Charlottesville. Virginia. Lei è Juliana Daugherty: figlia di due musicisti (un trombettista e una violinista), cantautrice al suo esordio per la Western Vinyl.
Il suo album, “Light”, accorda folk e indie-rock, ma non chiamatela
folksinger.
Lo spirito malinconico che pervade le tristi e solitarie canzoni della cantautrice americana è asservito a tematiche urbane. C’è un’insana urgenza dietro le dolorose ed eteree melodie: non è infatti il candore e la serenità delle campagne ad ispirare le canzoni di “Light”, ma quella funesta spada di Damocle che volteggia sulla civiltà moderna: la depressione.
Non a caso gli accordi del primo brano, “Player”, non lasciano adito a errori d’interpretazione. L’universo intimo ed emotivo della Daugherty è più vicino al rauco romanticismo di
Angel Olsen o
Lucy Dacus. Nei frangenti più delicati s’intravede perfino un tocco
noir e
on the road che non dispiacerebbe a
Lana Del Rey (“Baby Teeth”).
E poi c’è la voce: educata, colta, ricca di modulazioni perfette anche per il jazz o il blues, a volte commovente (“Sweetheart”), spesso discreta e inquieta (“Bliss”).
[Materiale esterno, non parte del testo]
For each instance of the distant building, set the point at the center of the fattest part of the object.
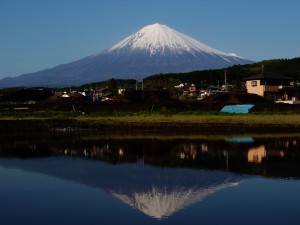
(274, 87)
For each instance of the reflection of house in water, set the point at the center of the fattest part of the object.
(256, 154)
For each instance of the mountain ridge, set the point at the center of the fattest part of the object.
(153, 49)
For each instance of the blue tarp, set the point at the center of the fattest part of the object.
(237, 108)
(240, 140)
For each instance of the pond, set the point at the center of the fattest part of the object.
(149, 178)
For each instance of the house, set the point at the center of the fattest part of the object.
(274, 87)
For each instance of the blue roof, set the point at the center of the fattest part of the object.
(237, 108)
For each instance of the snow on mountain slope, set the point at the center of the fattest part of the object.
(155, 38)
(153, 49)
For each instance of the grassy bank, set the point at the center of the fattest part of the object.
(158, 120)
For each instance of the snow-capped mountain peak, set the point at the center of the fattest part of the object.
(153, 49)
(158, 39)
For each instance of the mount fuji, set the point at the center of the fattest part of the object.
(153, 49)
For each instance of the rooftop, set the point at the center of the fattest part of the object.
(272, 76)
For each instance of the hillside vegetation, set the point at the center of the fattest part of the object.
(235, 74)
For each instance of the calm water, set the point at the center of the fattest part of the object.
(149, 179)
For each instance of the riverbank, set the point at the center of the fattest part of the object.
(166, 121)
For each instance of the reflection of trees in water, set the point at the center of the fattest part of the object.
(263, 156)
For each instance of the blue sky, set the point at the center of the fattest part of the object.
(41, 34)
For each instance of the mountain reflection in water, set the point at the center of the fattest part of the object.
(156, 176)
(157, 192)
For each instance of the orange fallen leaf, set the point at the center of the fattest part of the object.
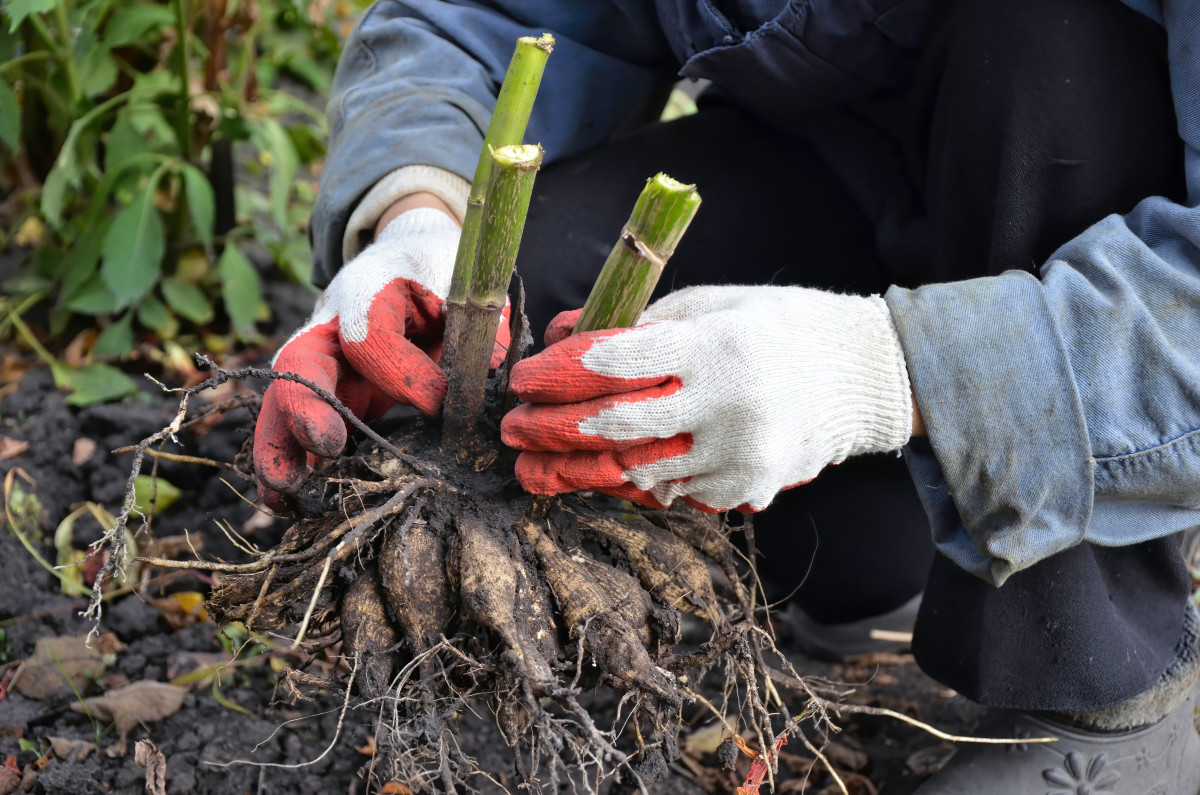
(759, 770)
(11, 448)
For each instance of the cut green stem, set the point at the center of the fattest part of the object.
(514, 105)
(471, 324)
(631, 272)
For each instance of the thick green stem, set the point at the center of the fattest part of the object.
(651, 235)
(507, 127)
(471, 324)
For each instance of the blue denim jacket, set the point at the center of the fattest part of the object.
(1060, 410)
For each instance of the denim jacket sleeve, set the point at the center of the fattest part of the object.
(418, 79)
(1067, 408)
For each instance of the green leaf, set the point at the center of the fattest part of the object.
(273, 138)
(124, 142)
(79, 264)
(155, 316)
(95, 383)
(135, 23)
(93, 298)
(145, 490)
(239, 288)
(117, 340)
(133, 247)
(18, 10)
(97, 70)
(67, 168)
(189, 300)
(10, 117)
(201, 203)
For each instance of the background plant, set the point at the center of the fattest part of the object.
(150, 149)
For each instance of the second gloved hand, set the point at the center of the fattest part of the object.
(721, 395)
(373, 340)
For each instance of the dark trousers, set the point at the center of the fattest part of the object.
(1025, 123)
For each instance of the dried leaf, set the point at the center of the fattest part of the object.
(83, 449)
(759, 770)
(148, 755)
(181, 609)
(71, 749)
(129, 706)
(11, 448)
(58, 667)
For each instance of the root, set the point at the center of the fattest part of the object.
(460, 598)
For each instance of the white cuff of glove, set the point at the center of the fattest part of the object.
(403, 181)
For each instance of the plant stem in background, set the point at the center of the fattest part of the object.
(478, 316)
(507, 127)
(651, 235)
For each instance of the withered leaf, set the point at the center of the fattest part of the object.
(58, 665)
(138, 703)
(148, 755)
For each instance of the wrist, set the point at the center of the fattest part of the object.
(413, 202)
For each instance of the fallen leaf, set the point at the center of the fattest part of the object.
(705, 740)
(148, 755)
(258, 521)
(759, 770)
(58, 665)
(138, 703)
(928, 761)
(71, 749)
(83, 449)
(11, 448)
(181, 609)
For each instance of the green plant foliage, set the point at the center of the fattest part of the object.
(117, 109)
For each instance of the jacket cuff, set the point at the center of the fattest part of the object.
(1005, 419)
(403, 181)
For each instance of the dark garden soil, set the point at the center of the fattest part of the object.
(245, 735)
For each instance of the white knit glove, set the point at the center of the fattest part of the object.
(373, 340)
(721, 395)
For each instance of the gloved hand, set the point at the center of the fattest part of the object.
(723, 395)
(373, 340)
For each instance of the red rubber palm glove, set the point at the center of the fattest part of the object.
(373, 340)
(723, 396)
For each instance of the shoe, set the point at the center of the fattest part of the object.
(1159, 759)
(1147, 745)
(837, 641)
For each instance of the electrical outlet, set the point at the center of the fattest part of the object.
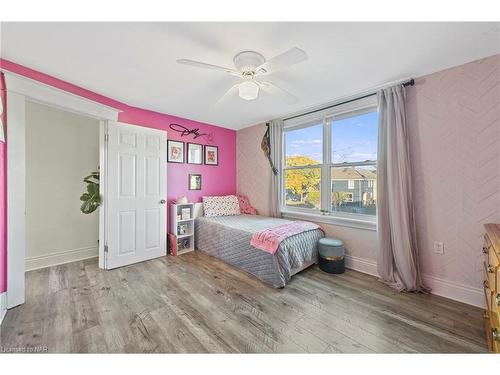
(438, 247)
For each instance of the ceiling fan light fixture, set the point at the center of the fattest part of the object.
(248, 90)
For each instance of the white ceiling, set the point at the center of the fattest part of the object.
(135, 62)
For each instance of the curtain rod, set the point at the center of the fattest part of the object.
(410, 82)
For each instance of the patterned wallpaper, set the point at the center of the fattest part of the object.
(454, 118)
(252, 168)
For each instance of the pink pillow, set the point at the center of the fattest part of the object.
(245, 207)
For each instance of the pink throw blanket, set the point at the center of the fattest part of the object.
(269, 239)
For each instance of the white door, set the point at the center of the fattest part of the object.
(136, 192)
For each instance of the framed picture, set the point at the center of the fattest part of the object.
(195, 182)
(175, 152)
(211, 155)
(195, 153)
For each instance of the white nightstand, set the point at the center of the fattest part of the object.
(181, 236)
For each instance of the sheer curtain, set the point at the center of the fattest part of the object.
(276, 137)
(3, 107)
(398, 260)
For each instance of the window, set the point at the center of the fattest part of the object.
(330, 163)
(303, 161)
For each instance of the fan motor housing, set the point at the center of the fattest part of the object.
(248, 61)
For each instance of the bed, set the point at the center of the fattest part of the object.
(228, 238)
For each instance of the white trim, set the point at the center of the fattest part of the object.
(444, 288)
(343, 221)
(3, 306)
(361, 265)
(61, 257)
(16, 198)
(455, 291)
(45, 94)
(20, 90)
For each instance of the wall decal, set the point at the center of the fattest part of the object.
(186, 132)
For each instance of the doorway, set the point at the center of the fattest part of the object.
(61, 149)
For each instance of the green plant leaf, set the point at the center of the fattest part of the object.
(91, 199)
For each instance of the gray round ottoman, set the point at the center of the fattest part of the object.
(331, 255)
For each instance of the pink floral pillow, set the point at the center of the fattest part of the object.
(245, 207)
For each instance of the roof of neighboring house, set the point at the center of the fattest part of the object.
(350, 173)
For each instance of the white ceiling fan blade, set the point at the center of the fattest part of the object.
(277, 91)
(208, 66)
(286, 59)
(228, 94)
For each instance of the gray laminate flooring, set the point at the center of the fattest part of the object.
(197, 304)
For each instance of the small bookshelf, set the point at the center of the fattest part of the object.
(181, 236)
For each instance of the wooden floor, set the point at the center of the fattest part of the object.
(195, 303)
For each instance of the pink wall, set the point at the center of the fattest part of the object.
(216, 180)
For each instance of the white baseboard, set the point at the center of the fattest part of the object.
(61, 257)
(362, 265)
(3, 305)
(444, 288)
Quando poi incrocia accordi solitari e aspri (“Revelation”) tocca l’anima come la punta di un coltello arroventato, tirando fuori tutta la solitudine e il sopito rancore.
Gli scenari sonori sono sempre essenziali: a volte primeggia il suono sordo dei tamburi (“Player”, “Light”), le chitarre emergono senza travolgere (”Baby Teeth”, “Revelation”), il piano tratteggia i toni più cupi ed elaborati (“Light”), non di rado l’elettronica aggiunge un velato pathos (“Sweetheart”, “Come For Me”), arrivando perfino a stravolgere il
mood emotivo con un
uptempo che sembra sbucare dalle
session di “
Blue” (“Easier”).
Difficile dire se Juliana Daugherty lascerà un segno indelebile in questo affollato anno di ottime
performance femminili; di sicuro “Light” evita la prevedibilità di molte autrici folk, prima con l’asimmetrica armonia della
title track, che non sfigurerebbe nel repertorio di
Kari Bremnes, poi scivolando ancor più nel mistero e nell’oscurità con l’evanescente “Come For Me”.
Nel tentativo di far affiorare sentimenti e paure nascoste, l’autrice rivela più di quanto sia lecito attendersi, sconvolgendo con dissonanze armoniche l’apparente calma di “California” e prosciugando di qualsiasi impatto emotivo lo straziato e straziante cantato di “Wave”. Ed è grazie a questa manifesta vulnerabilità che riesce a creare un reale contatto psichico con l’ascoltatore: dolore, paura e depressione diventano vibrazioni, suoni, parole, cosi reali e cosi vicine, ma forse non più invincibili.